Should I attempt to 'balance' my threads or does linux do this?

Linux:

The Linux kernel have a great implementation for the matter and have many features/settings intended to manage the ressources for the running process (over CPU governors, sysctl or cgroup), in such situation tuning those settings along with swap adjustment (if required) is recommended, basically you will be adapting the default functioning mode to your appliance.

Benchmark, stress tests and situation analysis after applying the changes are a must especially on production servers. The performance gain can be very important when the kernel settings are adjusted to the needed usage, on the other hand this require testing and a well understanding of the different settings which is time consuming for an admin.

Linux does use governors to load balance CPU ressources between the running application, many governors are available; depending on your distro's kernel some governor may not be available (rebuilding the kernel can be done to add missing or non upstream governors). you can check what is the current governor, change it and more importantly in this case, tune its settings.

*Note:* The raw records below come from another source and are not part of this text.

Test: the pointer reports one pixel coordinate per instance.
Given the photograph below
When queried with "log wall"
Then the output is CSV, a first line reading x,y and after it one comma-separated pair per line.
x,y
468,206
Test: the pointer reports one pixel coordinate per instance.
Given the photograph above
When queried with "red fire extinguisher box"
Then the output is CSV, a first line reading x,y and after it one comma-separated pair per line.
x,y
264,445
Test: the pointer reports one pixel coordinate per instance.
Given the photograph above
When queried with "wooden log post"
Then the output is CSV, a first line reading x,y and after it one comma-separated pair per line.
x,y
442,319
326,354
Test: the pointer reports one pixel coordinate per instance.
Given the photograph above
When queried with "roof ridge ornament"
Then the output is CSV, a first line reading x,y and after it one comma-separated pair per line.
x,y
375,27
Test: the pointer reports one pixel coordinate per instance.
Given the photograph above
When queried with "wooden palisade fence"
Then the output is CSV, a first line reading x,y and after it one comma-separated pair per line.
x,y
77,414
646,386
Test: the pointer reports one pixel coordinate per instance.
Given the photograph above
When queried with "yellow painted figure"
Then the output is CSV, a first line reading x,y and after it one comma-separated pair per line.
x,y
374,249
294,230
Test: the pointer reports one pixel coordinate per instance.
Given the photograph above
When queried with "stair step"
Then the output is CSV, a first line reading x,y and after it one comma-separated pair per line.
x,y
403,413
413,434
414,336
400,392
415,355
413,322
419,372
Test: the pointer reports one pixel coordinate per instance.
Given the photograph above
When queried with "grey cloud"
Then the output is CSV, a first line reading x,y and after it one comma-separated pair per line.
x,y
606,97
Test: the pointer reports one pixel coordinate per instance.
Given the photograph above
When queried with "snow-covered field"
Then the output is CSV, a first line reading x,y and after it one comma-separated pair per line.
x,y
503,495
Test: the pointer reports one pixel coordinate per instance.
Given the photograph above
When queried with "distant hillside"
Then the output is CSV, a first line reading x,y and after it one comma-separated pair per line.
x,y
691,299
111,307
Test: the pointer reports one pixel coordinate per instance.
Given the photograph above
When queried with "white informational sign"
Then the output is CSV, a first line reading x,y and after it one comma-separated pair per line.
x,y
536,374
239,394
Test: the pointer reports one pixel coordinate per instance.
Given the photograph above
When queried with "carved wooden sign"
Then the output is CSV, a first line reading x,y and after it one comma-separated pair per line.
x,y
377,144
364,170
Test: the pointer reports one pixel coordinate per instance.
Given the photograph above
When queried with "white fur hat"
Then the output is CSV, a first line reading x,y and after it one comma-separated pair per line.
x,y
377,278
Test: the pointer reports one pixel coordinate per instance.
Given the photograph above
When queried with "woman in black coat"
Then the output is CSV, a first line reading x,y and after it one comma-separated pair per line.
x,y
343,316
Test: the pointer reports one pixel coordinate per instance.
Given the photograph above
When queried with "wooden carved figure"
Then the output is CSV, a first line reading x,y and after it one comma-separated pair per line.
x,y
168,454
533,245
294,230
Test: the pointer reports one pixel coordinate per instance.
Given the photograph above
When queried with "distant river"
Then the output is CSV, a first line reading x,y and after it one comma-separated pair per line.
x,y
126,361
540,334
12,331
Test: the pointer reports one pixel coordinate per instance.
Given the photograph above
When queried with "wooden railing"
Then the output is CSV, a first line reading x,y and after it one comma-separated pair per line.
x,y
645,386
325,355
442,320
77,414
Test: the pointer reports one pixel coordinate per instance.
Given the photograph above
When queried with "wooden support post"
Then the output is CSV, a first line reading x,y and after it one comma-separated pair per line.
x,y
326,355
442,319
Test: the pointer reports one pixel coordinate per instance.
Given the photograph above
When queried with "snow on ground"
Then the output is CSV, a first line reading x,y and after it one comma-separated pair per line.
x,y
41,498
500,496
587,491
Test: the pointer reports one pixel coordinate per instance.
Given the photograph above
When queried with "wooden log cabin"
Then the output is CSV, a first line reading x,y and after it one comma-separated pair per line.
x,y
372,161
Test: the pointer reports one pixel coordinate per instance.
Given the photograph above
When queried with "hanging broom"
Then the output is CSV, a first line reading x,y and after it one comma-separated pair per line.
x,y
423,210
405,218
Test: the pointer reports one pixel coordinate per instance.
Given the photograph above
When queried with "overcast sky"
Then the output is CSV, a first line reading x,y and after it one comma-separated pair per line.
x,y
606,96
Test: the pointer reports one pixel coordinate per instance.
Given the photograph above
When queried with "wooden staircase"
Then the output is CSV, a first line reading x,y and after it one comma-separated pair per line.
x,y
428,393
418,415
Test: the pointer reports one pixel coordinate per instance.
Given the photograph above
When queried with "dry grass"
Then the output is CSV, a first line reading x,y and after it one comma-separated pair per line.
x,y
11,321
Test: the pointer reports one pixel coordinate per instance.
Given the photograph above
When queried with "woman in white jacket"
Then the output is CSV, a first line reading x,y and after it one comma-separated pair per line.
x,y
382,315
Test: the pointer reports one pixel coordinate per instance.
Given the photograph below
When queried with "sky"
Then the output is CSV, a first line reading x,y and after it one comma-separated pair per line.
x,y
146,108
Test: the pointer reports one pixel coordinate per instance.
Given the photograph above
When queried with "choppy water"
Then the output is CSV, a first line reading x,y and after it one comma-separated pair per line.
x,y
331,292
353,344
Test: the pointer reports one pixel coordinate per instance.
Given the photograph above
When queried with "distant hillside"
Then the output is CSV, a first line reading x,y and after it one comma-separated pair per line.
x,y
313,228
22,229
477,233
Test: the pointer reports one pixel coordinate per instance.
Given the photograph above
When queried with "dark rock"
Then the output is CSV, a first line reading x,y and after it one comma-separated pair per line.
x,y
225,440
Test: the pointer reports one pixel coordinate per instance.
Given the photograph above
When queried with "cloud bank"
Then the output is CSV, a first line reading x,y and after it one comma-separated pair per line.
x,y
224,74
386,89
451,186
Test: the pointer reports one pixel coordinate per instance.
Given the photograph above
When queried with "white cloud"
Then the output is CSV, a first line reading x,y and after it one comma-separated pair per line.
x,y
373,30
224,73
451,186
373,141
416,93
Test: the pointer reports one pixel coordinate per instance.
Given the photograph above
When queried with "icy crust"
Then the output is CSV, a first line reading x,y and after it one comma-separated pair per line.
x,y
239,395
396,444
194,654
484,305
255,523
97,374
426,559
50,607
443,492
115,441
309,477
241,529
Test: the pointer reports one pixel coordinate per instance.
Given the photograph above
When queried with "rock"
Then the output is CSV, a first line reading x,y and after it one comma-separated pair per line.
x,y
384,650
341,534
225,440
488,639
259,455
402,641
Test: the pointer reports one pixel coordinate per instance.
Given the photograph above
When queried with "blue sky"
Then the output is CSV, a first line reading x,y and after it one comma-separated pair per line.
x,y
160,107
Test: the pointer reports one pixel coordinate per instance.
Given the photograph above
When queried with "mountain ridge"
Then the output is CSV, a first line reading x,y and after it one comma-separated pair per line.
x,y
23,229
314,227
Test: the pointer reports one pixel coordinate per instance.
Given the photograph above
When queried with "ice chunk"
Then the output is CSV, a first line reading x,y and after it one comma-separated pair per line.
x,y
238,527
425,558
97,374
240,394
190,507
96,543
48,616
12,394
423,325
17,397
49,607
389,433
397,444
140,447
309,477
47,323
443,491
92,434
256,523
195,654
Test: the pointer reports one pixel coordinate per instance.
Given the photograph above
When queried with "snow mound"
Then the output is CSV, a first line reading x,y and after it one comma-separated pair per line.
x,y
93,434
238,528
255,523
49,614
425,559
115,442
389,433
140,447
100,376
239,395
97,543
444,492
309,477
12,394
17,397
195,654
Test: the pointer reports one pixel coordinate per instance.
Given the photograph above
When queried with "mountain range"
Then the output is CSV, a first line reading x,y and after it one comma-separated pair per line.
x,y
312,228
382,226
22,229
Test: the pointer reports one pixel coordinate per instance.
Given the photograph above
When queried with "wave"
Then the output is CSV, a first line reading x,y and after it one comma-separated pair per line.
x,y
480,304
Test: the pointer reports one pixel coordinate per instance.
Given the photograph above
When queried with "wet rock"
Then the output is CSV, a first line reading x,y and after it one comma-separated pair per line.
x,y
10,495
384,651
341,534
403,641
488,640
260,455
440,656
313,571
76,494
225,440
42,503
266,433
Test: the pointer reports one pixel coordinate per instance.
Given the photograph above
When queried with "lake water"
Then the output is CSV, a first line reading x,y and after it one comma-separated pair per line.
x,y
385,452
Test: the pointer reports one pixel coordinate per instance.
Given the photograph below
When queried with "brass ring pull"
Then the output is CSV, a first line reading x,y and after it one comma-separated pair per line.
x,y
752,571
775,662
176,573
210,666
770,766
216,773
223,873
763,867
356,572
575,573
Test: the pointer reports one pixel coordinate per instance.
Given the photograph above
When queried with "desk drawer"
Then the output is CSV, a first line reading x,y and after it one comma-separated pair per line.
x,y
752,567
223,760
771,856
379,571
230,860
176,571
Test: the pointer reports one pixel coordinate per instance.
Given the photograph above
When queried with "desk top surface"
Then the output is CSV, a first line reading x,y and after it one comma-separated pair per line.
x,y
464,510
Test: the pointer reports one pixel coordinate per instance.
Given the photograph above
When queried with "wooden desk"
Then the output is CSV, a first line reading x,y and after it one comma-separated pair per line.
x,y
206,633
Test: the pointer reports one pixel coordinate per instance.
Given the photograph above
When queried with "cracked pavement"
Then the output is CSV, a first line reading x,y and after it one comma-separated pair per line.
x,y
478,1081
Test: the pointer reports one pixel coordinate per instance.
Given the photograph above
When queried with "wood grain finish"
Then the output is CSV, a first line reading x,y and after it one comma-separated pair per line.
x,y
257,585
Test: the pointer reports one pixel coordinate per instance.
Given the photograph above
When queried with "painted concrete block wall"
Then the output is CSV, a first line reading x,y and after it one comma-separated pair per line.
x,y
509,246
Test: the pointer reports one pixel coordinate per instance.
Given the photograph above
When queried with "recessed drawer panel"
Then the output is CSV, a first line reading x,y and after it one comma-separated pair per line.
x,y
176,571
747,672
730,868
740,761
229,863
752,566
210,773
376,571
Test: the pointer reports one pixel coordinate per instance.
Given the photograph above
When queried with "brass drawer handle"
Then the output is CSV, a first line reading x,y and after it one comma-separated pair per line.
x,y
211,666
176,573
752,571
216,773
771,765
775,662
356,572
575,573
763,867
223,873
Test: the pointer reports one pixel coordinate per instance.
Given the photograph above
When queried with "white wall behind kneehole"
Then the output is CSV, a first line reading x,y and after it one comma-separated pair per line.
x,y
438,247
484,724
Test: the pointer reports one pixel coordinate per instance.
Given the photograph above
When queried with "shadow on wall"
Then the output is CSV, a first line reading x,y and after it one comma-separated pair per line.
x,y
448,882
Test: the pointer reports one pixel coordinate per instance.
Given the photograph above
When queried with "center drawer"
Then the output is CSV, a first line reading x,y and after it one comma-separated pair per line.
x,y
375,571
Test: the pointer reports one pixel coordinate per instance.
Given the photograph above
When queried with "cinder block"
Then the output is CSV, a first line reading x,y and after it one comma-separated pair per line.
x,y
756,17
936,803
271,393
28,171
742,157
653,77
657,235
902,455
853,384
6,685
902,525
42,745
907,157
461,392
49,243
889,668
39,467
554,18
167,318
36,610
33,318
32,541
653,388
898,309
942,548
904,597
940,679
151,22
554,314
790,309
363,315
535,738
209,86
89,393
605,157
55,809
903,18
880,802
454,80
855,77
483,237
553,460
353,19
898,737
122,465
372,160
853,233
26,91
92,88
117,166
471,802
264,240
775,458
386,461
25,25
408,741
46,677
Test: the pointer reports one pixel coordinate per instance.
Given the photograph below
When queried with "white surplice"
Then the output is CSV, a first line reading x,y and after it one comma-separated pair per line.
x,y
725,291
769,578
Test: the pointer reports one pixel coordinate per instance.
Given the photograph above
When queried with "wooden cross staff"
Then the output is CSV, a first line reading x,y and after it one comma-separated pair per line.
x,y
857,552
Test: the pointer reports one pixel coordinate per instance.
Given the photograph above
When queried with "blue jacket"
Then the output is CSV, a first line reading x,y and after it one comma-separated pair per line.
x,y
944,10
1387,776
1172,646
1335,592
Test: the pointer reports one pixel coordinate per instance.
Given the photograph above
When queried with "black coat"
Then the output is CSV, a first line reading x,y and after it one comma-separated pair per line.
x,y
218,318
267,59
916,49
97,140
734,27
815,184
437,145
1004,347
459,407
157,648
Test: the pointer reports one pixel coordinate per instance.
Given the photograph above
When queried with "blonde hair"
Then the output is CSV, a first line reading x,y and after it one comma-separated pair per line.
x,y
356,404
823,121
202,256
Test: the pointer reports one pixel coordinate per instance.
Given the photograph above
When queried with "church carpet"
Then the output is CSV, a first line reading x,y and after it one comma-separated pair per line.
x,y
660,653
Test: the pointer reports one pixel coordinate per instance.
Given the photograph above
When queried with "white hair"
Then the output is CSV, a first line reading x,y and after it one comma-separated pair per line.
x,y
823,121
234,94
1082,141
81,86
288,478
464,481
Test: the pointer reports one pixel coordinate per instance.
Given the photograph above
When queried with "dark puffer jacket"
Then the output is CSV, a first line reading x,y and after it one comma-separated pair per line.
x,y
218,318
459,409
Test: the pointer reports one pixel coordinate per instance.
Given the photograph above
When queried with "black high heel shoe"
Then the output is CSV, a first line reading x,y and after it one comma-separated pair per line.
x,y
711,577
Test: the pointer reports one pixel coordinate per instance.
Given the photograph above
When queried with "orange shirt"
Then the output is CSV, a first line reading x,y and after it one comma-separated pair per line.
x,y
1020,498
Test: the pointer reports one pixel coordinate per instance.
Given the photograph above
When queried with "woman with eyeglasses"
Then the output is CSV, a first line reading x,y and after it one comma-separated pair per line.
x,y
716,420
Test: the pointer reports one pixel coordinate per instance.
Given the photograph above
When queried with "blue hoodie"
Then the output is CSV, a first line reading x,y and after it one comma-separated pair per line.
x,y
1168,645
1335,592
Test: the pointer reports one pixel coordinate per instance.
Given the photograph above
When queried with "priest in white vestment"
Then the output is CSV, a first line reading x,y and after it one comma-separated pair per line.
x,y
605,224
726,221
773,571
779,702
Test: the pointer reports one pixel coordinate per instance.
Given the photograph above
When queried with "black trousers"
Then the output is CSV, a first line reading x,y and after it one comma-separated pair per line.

Additional documentations: reading, guide, similar question, frequency scaling, choice of governor, the performance governor and cpufreq.

SysCtl:

Sysctl is a tool for examining and changing kernel parameters at runtime, adjustments can be made permanent with the config file /etc/sysctl.conf, this is an important part of this answer as many kernel settings can be changed with Sysctl, a full list of available settings can be displayed with the command sysctl -a, details are available on this and this article.

Cgroup:

The kernel provide the feature: control groups, which are called by their shorter name cgroups in this guide. Cgroups allow you to allocate resources such as CPU time, system memory, network bandwidth, or combinations of these resources among user-defined groups of tasks (processes) running on a system. You can monitor the cgroups you configure, deny cgroups access to certain resources, and even reconfigure your cgroups dynamically on a running system. The cgconfig (control group config) service can be configured to start up at boot time and reestablish your predefined cgroups, thus making them persistent across reboots.

Source, further reading and question on the matter.

Ram:

This can be useful if the system have a limited amount of ram, otherwise you can disable the swap to mainly use the ram. Swap system can be adjusted per process or with the swappiness settings. If needed the ressources (ram) can be limited per process with ulimit (also used to limit other ressources).

Disk:

Disk I/O settings (I/O Scheduler) may be changed as well as the cluster size.

Alternatives:

Other tools like nice, cpulimit, cpuset, taskset or ulimit can be used as an alternative for the matter.


The best answer to this is "suck it and see"... perform some stress tests and see what gives the best results. That's because very minor nuances in the behaviour of your threads can cause differences in performance.


The following largely based on my own experience...

Where to start?

Linux's ability prevent threads getting starved is pretty good. It doesn't necessarily mean that every thread will get an even share of the pie, but all threads will at least get some pie. If you have two threads contending for CPU time... let's say one trying to use 100% CPU and another trying to use only 10%... then don't be surprised if that balances out at 91% and 9% or somewhere around that.

Overall performance can reduce where a particular resource is heavily over subscribed. This is especially true for disk IO on spinning hard disks. The head has to physically move (seek) between places on disk and continual oscillating between different files can cause significant slow down. But this effect is often fairly small if one thread is heavily IO bound and another would like to do a little IO.

Together these two things mean that it is often better to be 20% over subscribed than 20% under subscribed. In other words, don't reserve CPU time for threads which are not trying to use much CPU.

Eg: If you have CPU bound threads and had disk IO bound threads and you have 8 cores and 1 hard disk, then start with 8 CPU bound threads and one hard disk IO bound thread. 7 and 1 might just leave a core idle most of the time. 8 and 1 will almost certainly not starve the HD thread meaning you fully use both HD and CPU.

The danger of short lived threads

Just be wary that Linux can struggle with a lot of short lived threads. This is more obvious with deliberate attempts to damage a system. But continually spawning threads / processes can push Linux to behave badly.

In your question you have described dedicated worker threads which sound like long lived threads. This sounds like the right approach.

The London Bus Effect

You wait for half an hour for a bus then 5 come along at once. This happens because passengers getting on the front bus slow it down. The lack of passengers on the later busses speed them up causing a bunching effect.

The same problem can exist in threading, especially with threads contending for resources. If you have threads predictably alternating between tasks, for example reading from one disk then writing to another, then they may tend to bunch together rather than stochastic disperse as you may expect. So one resource may slow the use of another. For this reason it can sometimes be better to further subdivide the tasks of a thread.

cgroups

I'll avoid going into too much detail. But I should mention that Linux has a capability called "cgroups" which allow you to group processes and limit their collective resources. This can be very useful in further performance tuning.

There's a short discussion of them here. But I would advise you to spend a bit of time on google to see their full capability because they may help you in the long run.